Alla manifestazione, tenutasi nell' Università di Bari, hanno partecipato il rettore, Giovanni Girone, Vitantonio Leuzzi dell' Istituto pugliese per la storia dell' antifascismo e il maggiore generale Marios Lombardo, comandante territoriale della Puglia. Ad illustrare la storia di quel periodo in Albania è stato il col.Massimo Cultrinari autore di un volume dedicato proprio alla resistenza dei militari italiani.
«All' epoca dell' armistizio - ha ricordato Cultrinari - l' Albania era presidiata dalla nona armata suddivisa in due corpi d' armata e sei divisioni; le disposizioni del comando italiano dopo la notizia della resa, l' 8 settembre '43, parlavano di atteggiamento temporeggiatore con i tedeschi e della tenuta dei porti di Capparo e Durazzo. Le cose però - ha ricordato il colonnello - precipitarono e i tedeschi entrati a Tirana, l' 11 settembre, arrestarono il gen.Rosi comandante della nona armata dopo aver estorto loro l' ordine di consegnare le armi pesanti con la falsa promessa del rimpatrio delle divisioni italiane». Fu proprio questo intimazione di disarmo a scatenare la reazione dei comandanti delle sei divisioni che, ognuno a modo proprio, reagirono. Alcuni militari italiani raggiunsero a tappe forzate la costa adriatica, altri salirono verso le montagne per evitare la cattura, altri si unirono al movimento di liberazione albanese. «Certo è - ha concluso Cultrinari - che furono tremila i militari italiani che parteciparono alla sfilata della liberazione in Albania.

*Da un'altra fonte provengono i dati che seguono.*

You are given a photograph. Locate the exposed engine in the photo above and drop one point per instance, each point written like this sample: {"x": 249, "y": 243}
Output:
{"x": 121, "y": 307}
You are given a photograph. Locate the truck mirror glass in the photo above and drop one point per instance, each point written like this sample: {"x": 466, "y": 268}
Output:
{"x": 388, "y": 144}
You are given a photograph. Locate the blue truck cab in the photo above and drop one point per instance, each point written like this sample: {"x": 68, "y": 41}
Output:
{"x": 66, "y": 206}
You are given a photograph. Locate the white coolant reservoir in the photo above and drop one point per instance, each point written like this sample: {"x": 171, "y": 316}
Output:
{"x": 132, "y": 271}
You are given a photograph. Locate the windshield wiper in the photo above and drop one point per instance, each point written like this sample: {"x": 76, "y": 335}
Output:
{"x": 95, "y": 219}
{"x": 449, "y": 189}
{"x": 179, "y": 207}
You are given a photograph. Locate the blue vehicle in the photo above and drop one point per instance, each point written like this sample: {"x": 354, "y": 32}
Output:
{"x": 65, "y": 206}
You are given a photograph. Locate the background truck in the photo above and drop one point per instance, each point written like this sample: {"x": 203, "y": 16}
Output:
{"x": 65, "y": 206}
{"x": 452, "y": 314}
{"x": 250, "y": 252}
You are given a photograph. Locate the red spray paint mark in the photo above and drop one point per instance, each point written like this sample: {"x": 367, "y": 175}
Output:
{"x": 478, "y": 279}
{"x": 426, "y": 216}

«Storie queste - ha sottolineato il gen.Tozzi - che ci fanno comprendere meglio l' impegno dell' Esercito italiano ieri ed oggi per riportare nel paese delle aquile l' ordine e soprattutto per inculcare quella voglia di Europa che porta oggi l' Albania a desiderare ardentemente di entrare nella comunità».

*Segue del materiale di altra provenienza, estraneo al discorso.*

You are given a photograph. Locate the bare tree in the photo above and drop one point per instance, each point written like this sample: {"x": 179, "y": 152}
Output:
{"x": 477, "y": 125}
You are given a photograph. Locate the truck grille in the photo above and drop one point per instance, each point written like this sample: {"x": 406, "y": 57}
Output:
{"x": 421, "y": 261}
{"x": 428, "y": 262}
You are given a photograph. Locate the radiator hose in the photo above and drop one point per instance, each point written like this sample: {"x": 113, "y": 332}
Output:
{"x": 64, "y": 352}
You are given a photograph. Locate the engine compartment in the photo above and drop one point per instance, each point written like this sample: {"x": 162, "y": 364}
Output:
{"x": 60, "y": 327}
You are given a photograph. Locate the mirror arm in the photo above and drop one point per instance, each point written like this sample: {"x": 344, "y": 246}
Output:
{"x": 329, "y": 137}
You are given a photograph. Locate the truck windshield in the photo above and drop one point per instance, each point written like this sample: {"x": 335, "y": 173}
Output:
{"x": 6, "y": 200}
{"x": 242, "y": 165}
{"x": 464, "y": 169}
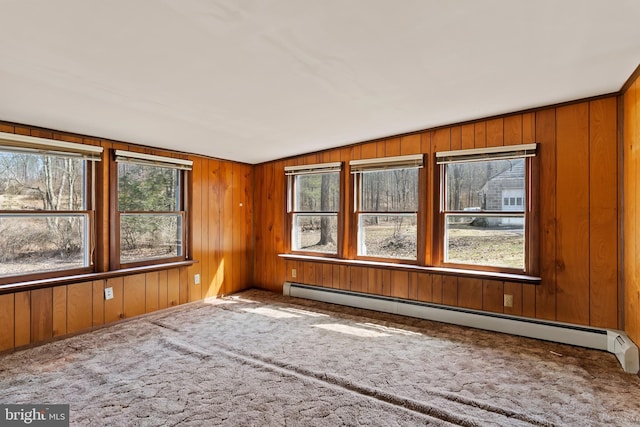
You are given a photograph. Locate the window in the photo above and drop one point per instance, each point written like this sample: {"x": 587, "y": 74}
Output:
{"x": 484, "y": 203}
{"x": 386, "y": 206}
{"x": 314, "y": 205}
{"x": 151, "y": 214}
{"x": 46, "y": 213}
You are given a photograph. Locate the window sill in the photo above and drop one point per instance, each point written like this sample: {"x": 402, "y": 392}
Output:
{"x": 478, "y": 274}
{"x": 67, "y": 280}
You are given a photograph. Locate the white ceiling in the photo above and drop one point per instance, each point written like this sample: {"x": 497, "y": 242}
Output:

Sono proprio queste pagine di storia che vanno ricordate per meglio comprendere ed avvicinare ancora di più i due popoli, quello italiano e quello albanese, e soprattutto - come hanno detto Girone e Leuzzi - per studiare e valorizzare le relazioni che sono da sempre alla base dell' amicizia dei due popoli. «Noi militari oggi - ha concluso il gen.Qazimi - albanesi ed italiani insieme dobbiamo onorare il passato per accrescere la collaborazione e avere un futuro migliore. Siamo consapevoli dell' aiuto dell' Italia all' Albania in tante direzioni e per questo auguriamo a Bari ed al popolo italiano i migliori sentimenti».